NEW YORK—Credit unions in this city that make taxi medallion loans have received more bad news, as an auction at a Queens hotel indicated prices for medallions continue to fall as ride-sharing services take their toll on once-lofty medallion values.
According to a report in Crain’s New York Business, 46 medallions sold for $186,000 apiece. A 6% premium that's owed to the auction house pushed the price to around $198,000 per medallion, or $9.1 million in total.
Taxi medallion prices topped $1 million in 2013 and reached $965,000 at an auction held by the city in early 2014, Crain’s noted.

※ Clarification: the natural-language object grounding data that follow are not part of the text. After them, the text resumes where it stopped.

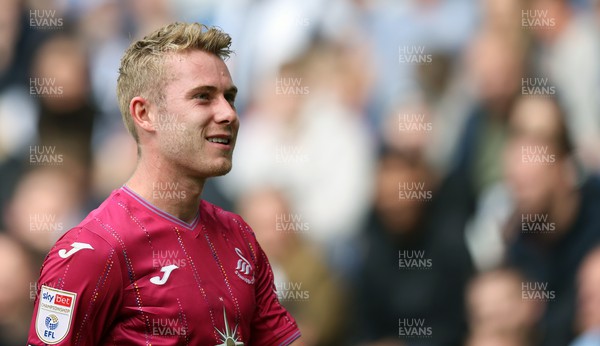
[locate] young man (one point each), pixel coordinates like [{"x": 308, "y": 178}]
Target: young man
[{"x": 154, "y": 264}]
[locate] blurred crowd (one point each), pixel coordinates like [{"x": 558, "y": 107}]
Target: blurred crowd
[{"x": 419, "y": 172}]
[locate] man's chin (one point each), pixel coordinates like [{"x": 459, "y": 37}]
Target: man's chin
[{"x": 218, "y": 170}]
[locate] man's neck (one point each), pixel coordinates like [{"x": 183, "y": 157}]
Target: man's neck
[{"x": 167, "y": 188}]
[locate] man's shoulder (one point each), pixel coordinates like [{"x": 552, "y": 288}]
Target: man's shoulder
[
  {"x": 101, "y": 223},
  {"x": 211, "y": 213}
]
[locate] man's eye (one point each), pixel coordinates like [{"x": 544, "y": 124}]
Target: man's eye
[{"x": 230, "y": 99}]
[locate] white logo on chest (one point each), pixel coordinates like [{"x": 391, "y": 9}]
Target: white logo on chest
[
  {"x": 243, "y": 268},
  {"x": 75, "y": 247},
  {"x": 157, "y": 280}
]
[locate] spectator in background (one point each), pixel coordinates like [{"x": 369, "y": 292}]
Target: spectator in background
[
  {"x": 555, "y": 220},
  {"x": 496, "y": 62},
  {"x": 588, "y": 301},
  {"x": 62, "y": 86},
  {"x": 47, "y": 202},
  {"x": 426, "y": 229},
  {"x": 566, "y": 55},
  {"x": 305, "y": 285},
  {"x": 16, "y": 279},
  {"x": 304, "y": 137},
  {"x": 498, "y": 315}
]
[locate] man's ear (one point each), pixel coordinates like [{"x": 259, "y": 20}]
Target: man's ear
[{"x": 139, "y": 108}]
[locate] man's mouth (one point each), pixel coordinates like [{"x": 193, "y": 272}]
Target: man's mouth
[{"x": 220, "y": 139}]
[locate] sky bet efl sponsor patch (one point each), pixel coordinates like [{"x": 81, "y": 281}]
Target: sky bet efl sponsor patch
[{"x": 54, "y": 315}]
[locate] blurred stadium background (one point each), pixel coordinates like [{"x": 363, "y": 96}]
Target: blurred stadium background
[{"x": 419, "y": 172}]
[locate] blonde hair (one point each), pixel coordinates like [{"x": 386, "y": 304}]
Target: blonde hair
[{"x": 142, "y": 67}]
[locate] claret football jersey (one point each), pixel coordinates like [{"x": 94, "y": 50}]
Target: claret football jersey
[{"x": 131, "y": 274}]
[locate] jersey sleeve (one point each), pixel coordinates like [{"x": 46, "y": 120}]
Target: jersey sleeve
[
  {"x": 78, "y": 291},
  {"x": 272, "y": 324}
]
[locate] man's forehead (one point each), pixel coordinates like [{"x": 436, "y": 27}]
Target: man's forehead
[{"x": 196, "y": 64}]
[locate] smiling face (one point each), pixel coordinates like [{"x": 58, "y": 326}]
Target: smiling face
[{"x": 195, "y": 123}]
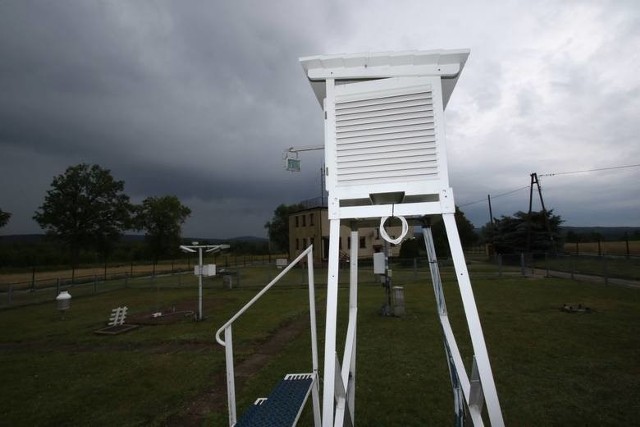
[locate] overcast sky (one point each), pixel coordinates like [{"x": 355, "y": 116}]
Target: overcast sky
[{"x": 199, "y": 99}]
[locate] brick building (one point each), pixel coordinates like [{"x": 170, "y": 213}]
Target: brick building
[{"x": 311, "y": 226}]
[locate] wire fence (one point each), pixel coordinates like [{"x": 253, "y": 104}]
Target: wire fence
[
  {"x": 245, "y": 271},
  {"x": 40, "y": 285}
]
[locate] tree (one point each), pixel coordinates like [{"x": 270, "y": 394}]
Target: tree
[
  {"x": 524, "y": 233},
  {"x": 85, "y": 209},
  {"x": 278, "y": 227},
  {"x": 4, "y": 218},
  {"x": 162, "y": 219}
]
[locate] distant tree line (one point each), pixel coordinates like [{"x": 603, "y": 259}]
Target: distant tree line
[{"x": 86, "y": 212}]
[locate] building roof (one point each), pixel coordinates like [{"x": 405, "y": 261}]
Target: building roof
[{"x": 447, "y": 64}]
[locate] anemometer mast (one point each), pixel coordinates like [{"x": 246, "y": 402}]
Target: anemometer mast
[{"x": 385, "y": 156}]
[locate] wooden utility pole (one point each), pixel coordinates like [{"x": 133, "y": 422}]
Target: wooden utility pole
[{"x": 534, "y": 180}]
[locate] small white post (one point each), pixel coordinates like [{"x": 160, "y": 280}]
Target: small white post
[{"x": 200, "y": 284}]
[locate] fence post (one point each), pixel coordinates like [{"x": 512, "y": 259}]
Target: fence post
[
  {"x": 573, "y": 266},
  {"x": 546, "y": 263}
]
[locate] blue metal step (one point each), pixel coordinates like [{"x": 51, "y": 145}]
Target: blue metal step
[{"x": 283, "y": 406}]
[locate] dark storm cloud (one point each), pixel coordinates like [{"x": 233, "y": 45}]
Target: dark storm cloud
[
  {"x": 199, "y": 98},
  {"x": 194, "y": 101}
]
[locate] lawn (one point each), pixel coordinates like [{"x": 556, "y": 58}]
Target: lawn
[{"x": 550, "y": 367}]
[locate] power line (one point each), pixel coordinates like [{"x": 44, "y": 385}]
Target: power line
[
  {"x": 591, "y": 170},
  {"x": 496, "y": 196},
  {"x": 552, "y": 174}
]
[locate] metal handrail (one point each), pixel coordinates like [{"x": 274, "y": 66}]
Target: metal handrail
[
  {"x": 227, "y": 343},
  {"x": 259, "y": 294}
]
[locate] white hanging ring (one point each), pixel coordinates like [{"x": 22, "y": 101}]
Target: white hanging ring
[{"x": 385, "y": 236}]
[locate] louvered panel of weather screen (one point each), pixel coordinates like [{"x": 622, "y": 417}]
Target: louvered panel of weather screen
[{"x": 386, "y": 137}]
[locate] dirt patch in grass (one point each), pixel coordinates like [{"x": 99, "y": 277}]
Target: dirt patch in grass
[{"x": 215, "y": 399}]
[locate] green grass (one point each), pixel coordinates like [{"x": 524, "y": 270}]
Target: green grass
[
  {"x": 550, "y": 367},
  {"x": 618, "y": 267}
]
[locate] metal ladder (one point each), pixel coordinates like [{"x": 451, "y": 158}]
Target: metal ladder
[
  {"x": 469, "y": 394},
  {"x": 285, "y": 403}
]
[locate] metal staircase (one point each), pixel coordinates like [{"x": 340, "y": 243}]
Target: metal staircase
[
  {"x": 283, "y": 406},
  {"x": 285, "y": 403}
]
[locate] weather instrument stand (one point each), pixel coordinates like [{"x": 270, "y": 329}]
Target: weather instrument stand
[{"x": 385, "y": 157}]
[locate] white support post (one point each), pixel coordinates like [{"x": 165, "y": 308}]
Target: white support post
[
  {"x": 315, "y": 391},
  {"x": 330, "y": 325},
  {"x": 349, "y": 376},
  {"x": 473, "y": 322},
  {"x": 231, "y": 387}
]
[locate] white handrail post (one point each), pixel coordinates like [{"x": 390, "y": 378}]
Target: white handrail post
[
  {"x": 330, "y": 326},
  {"x": 231, "y": 387}
]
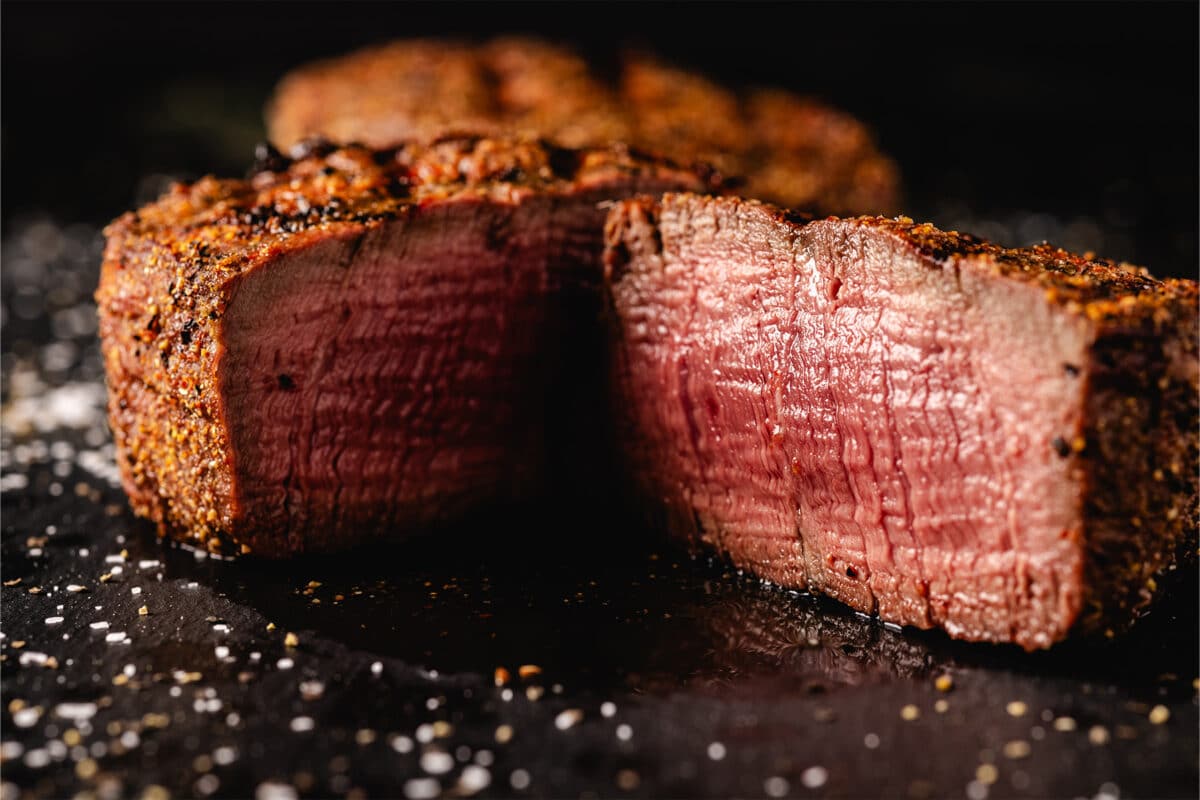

Crain’s reported that while the latest auction was closed to the press, one observer described the bidding as proceeding in small increments between two parties. The $186,000-per medallion bid was for all 46 of the placards, which prevented the auction house from accepting one-off bids that would have priced a single medallion north of $200,000, Crain’s noted, adding that the winning bidder is expected to lease the medallions to a fleet operator.
Falling medallion prices have impacted several Big Apple credit unions. NCUA in June placed medallion lender LOMTO FCU, Woodside, N.Y., into conservatorship.
LOMTO is the third taxi-medallion CU the agency has taken action against as the value of medallions in New York City, which are required in order to legally drive a cab, have plummeted. That has led many members to default on their medallion loans.
Such defaults led to the conservatorship of the $1.8-billion Melrose Credit Union earlier this year and, prior to that in September of 2015, the conservatorship of another taxi medallion lender, Montauk CU. It was later merged into Bethpage FCU.